Leaders of indebted nations hold London debt summit Jubilee 2000 Coalition

Leaders of indebted nations will meet in London this week to discuss how to press the case for debt reduction, after the failure last month of the G8 summit to agree on action, Nigerian President Olusegun Obasanjo said on Monday in Abuja.

Speaking after a meeting with visiting Venezuelan President Hugo Chavez, Obasanjo said "about five" Third World leaders from the Group of 77 Nations (G77) would hold a "post-mortem" of the Group of Eight summit held in Okinawa last month. The leaders are expected to include President Mbeki of South Africa and Prime Minister Pattison of Jamaica. The meeting will take place in London on Wednesday 23rd to Thursday 24th August.

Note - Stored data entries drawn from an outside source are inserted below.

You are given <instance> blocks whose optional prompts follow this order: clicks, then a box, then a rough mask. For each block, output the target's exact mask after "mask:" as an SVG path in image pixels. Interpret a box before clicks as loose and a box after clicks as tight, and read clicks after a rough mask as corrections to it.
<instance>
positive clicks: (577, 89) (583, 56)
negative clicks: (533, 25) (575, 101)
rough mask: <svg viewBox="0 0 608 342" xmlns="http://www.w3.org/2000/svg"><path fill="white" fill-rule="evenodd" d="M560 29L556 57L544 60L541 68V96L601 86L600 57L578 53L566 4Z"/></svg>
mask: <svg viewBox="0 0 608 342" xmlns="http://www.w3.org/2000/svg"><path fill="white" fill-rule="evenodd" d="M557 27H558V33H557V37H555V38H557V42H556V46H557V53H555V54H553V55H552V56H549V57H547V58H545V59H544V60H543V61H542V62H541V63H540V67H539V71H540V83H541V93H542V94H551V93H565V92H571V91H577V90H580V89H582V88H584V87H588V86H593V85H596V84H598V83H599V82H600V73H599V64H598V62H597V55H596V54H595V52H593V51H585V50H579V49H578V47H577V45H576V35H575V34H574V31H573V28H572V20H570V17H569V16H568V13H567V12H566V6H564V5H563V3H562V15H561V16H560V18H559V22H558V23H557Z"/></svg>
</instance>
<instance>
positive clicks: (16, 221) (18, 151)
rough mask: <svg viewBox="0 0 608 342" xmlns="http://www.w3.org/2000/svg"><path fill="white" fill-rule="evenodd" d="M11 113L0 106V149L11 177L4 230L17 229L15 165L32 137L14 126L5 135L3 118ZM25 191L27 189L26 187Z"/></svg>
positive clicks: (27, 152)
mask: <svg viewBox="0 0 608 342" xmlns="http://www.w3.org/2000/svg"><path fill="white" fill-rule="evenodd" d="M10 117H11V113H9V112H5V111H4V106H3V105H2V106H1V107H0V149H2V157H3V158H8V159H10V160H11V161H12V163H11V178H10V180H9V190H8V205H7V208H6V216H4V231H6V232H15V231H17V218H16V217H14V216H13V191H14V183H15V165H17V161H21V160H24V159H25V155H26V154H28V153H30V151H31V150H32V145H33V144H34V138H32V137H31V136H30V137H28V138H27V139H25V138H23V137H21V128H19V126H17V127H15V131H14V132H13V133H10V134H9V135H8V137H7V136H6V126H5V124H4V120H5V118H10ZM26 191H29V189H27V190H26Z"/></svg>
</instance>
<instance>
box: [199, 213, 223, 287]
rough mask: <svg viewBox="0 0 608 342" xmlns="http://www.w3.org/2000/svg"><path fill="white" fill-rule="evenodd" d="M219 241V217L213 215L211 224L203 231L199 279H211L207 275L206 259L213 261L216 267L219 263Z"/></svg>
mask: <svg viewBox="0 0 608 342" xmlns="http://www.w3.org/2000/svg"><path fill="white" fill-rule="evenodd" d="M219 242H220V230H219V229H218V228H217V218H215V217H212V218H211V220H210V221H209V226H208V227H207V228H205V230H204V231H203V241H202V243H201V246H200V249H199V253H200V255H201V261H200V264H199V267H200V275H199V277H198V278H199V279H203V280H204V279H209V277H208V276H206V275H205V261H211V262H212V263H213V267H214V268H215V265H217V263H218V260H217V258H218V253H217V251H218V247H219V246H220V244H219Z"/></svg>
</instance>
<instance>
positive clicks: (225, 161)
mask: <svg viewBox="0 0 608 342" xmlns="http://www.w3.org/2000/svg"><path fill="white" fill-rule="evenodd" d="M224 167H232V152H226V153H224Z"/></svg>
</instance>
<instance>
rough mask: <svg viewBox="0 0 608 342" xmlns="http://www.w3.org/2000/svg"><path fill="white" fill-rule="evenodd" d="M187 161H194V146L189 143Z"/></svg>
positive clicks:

"Next week, about five of us are meeting in London for a day and a half to reflect on what has happened and do a post-mortem and assess the situation ... and what will be the next line of action," President Obasanjo said.

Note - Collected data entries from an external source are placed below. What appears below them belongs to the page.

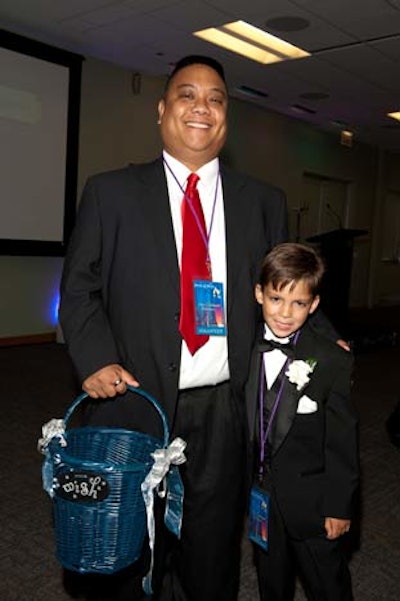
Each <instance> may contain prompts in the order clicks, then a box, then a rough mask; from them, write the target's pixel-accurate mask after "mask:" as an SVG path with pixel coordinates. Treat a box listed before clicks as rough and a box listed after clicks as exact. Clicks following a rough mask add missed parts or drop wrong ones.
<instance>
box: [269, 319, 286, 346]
mask: <svg viewBox="0 0 400 601" xmlns="http://www.w3.org/2000/svg"><path fill="white" fill-rule="evenodd" d="M264 338H265V340H275V342H280V343H281V344H288V343H289V342H290V337H289V336H287V337H286V338H278V336H275V334H274V333H273V332H272V331H271V330H270V328H269V327H268V326H267V324H266V323H265V324H264Z"/></svg>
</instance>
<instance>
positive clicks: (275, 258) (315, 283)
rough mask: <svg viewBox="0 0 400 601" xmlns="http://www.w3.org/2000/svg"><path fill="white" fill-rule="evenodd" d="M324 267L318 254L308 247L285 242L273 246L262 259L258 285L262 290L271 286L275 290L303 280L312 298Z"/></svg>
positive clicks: (322, 261)
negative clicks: (271, 285)
mask: <svg viewBox="0 0 400 601" xmlns="http://www.w3.org/2000/svg"><path fill="white" fill-rule="evenodd" d="M324 272H325V266H324V263H323V261H322V258H321V257H320V256H319V254H318V253H317V252H316V251H315V250H314V249H313V248H311V247H310V246H306V245H305V244H298V243H295V242H286V243H284V244H278V245H277V246H275V247H274V248H273V249H272V250H271V251H270V252H269V253H268V254H267V255H266V257H265V258H264V261H263V263H262V266H261V272H260V278H259V284H260V285H261V287H262V288H264V287H266V286H268V284H272V286H273V288H274V289H275V290H280V289H281V288H286V286H288V285H289V284H292V286H291V288H294V287H295V285H296V284H297V283H298V282H299V280H304V281H305V282H306V283H307V285H308V287H309V289H310V292H311V294H312V295H313V296H315V295H316V294H317V293H318V291H319V288H320V286H321V281H322V276H323V275H324Z"/></svg>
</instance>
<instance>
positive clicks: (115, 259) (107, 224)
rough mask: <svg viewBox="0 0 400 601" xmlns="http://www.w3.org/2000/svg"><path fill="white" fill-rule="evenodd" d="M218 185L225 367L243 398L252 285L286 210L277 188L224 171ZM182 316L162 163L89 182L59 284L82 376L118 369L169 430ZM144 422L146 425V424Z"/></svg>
mask: <svg viewBox="0 0 400 601" xmlns="http://www.w3.org/2000/svg"><path fill="white" fill-rule="evenodd" d="M221 178H222V187H223V195H224V211H225V224H226V248H227V288H228V290H227V295H228V302H227V323H228V351H229V368H230V374H231V383H232V388H233V391H234V392H235V393H238V394H241V393H242V391H243V387H244V382H245V379H246V377H247V372H248V365H249V358H250V353H251V347H252V343H253V339H254V332H255V323H256V311H257V307H256V303H255V302H254V285H255V283H256V280H257V276H258V270H259V267H260V263H261V259H262V257H263V256H264V254H265V252H266V251H268V250H269V249H270V248H271V247H272V246H274V245H275V244H277V243H279V242H281V241H283V240H285V239H286V237H287V223H286V202H285V197H284V195H283V193H282V192H281V191H280V190H278V189H277V188H274V187H272V186H270V185H267V184H265V183H261V182H258V181H256V180H253V179H251V178H249V177H246V176H243V175H240V174H238V173H236V172H234V171H231V170H229V169H227V168H226V167H224V166H223V165H222V166H221ZM179 311H180V293H179V266H178V260H177V253H176V245H175V239H174V232H173V226H172V219H171V214H170V206H169V199H168V190H167V184H166V178H165V174H164V168H163V163H162V159H161V158H160V159H157V160H156V161H154V162H152V163H148V164H143V165H130V166H128V167H126V168H124V169H121V170H118V171H113V172H109V173H103V174H100V175H97V176H94V177H92V178H91V179H90V180H89V181H88V183H87V184H86V187H85V190H84V193H83V197H82V201H81V204H80V209H79V214H78V219H77V223H76V226H75V228H74V232H73V235H72V238H71V241H70V244H69V249H68V253H67V256H66V260H65V266H64V272H63V277H62V284H61V304H60V323H61V326H62V330H63V334H64V337H65V340H66V343H67V345H68V349H69V352H70V354H71V356H72V359H73V362H74V364H75V366H76V368H77V371H78V373H79V376H80V378H81V379H82V380H83V379H85V378H86V377H87V376H88V375H90V374H92V373H94V372H95V371H97V370H98V369H100V368H102V367H104V366H106V365H108V364H112V363H121V364H122V365H123V366H124V367H125V368H126V369H127V370H129V371H130V372H131V373H132V374H133V375H134V376H135V377H136V378H137V379H138V381H139V382H140V383H141V386H142V387H143V388H145V389H146V390H148V391H149V392H150V393H151V394H153V395H154V396H155V397H156V399H157V400H158V401H159V402H160V403H161V404H162V406H163V407H164V409H165V410H166V413H167V416H168V418H169V422H170V423H171V421H172V418H173V416H174V412H175V408H176V400H177V392H178V377H179V365H180V352H181V336H180V334H179V331H178V325H179ZM119 405H121V403H120V402H119ZM116 413H117V412H116V411H113V415H116ZM119 415H121V411H120V410H119ZM110 419H111V414H109V415H108V417H107V420H108V421H110ZM142 419H144V420H145V421H146V422H149V419H148V416H147V417H146V416H144V417H143V416H142Z"/></svg>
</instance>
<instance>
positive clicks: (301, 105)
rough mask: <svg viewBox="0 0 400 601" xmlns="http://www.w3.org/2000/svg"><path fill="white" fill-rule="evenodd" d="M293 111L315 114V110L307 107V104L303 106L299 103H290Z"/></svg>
mask: <svg viewBox="0 0 400 601" xmlns="http://www.w3.org/2000/svg"><path fill="white" fill-rule="evenodd" d="M290 108H291V109H292V110H293V111H294V112H295V113H309V114H310V115H315V113H316V111H314V110H313V109H310V108H308V106H303V105H301V104H292V106H291V107H290Z"/></svg>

President Obasanjo travelled to Japan for a special meeting with G7 leaders the day before their own summit commenced in Okinawa. President Obasanjo attended the meeting in Tokyo as a representative of the Group of 77 nations together with President Mbeki of South Africa and the leader of Algeria (representing the OAU) and the Prime Minister of Thailand (representing UNCTAD). They strongly pushed the case for 100% cancellation for the poorest countries, but at the Okinawa Summit the G8 leaders failed to make any progress on debt cancellation and even backtracked on their promises.

President Obasanjo said he was disappointed with the outcome of the Summit, but said, "we are not giving up." Citing the case of Nigeria's debt, he said much of the foreign debt now ascribed to Nigeria is illegal and that the case still needed to be made on the immorality of the debt crisis.

He said: "All that we had borrowed up to 1985 or 1986 was around $5 billion and we have paid about $16 billion yet we are still being told that we owe about $28 billion. That $28 billion came about because of the injustice in the foreign creditors' interest rates."

"If you ask me what is the worst thing in the world, I will say it is compound interest."

He held out the hope that progress could be made with the G8 because "the fact that these people are saying essentially the right thing is good because you can hold them to they are saying, when the time comes.

“I don't believe the idea should be confrontational. The idea should be to make our case and collectively," he said. "We must realise that we are not as weak or as powerless as we think. Individually we are, collectively we are not," he said. He called on developing nations of Latin America, Africa and Asia to work together concertedly on the issue of debt relief, adding "where there is anything like luke-warmness in some countries we should work against it because we should swim together otherwise we sink separately."

He also challenged leaders of the indebted nations "to put our own houses together. We have to be seen to be doing the right thing in terms of the management of our affairs, politically, economically and socially."

"Then we will be able to say that, yes, if we get debt reduction, if we get debt cancellation, we are going to use the money properly, we are going to use the money to alleviate the poverty and suffering of our people, we are not going to siphon the money into Swiss banks."